Rank-and-file police officers are accusing the small department in Westminster of misspending money seized from drug suspects by buying iPads and iPhones for top commanders….

“Clearly, someone disagrees with the manner in which some of the forfeiture funds have been spent,” said Westminster Police Chief Jeffrey Spaulding, declining to confirm, as the law firm alleges, that he and his top commanders — a major and three captains — have iPhones or iPads purchased with funds collected as part of criminal forfeitures.

The mayor refused to say how much money the city has gotten from the asset forfeiture program, or release an annual audit of the programs at participating police agencies in Carroll County.

“We’re not going to release anything from the city of Westminster until we have a chance to talk to our attorney,” Utz said. “Then we’ll be able to respond. I have nothing to hide.”

Expenditures from asset forfeiture programs must follow guidelines from the U.S. Department of Justice. McLhinney said he is not alleging that the spending was illegal but that it was inappropriate. The guidelines, for example, allow money to be spent on computers and communication equipment.
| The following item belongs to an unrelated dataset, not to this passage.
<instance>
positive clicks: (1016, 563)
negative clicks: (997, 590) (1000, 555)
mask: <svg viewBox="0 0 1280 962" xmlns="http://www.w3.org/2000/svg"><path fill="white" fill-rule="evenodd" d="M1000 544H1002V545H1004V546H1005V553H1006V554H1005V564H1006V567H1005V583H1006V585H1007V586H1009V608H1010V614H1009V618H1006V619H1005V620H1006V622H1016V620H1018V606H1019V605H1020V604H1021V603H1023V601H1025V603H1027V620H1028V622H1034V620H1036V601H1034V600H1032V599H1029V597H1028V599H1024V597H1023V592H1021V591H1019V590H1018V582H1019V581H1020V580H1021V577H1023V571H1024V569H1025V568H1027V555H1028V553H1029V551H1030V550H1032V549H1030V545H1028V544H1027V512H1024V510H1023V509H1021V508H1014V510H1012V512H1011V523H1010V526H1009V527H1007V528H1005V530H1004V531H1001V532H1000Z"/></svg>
Accounting standards for asset forfeiture programs are notoriously opaque and many states do not require law enforcement to keep track of their forfeiture funds. The article suggests that the disputed money came from equitable sharing payments, which would make spending the money on iPhones and iPads not illegal but “inappropriate”. Regardless, it’s telling that the Mayor refuses to release an audit of a public agency without first speaking with a lawyer. Whenever the public attempts to hold law enforcement accountable for the way asset forfeiture is applied and how the money is spent, they are met with stonewalling and obfuscation.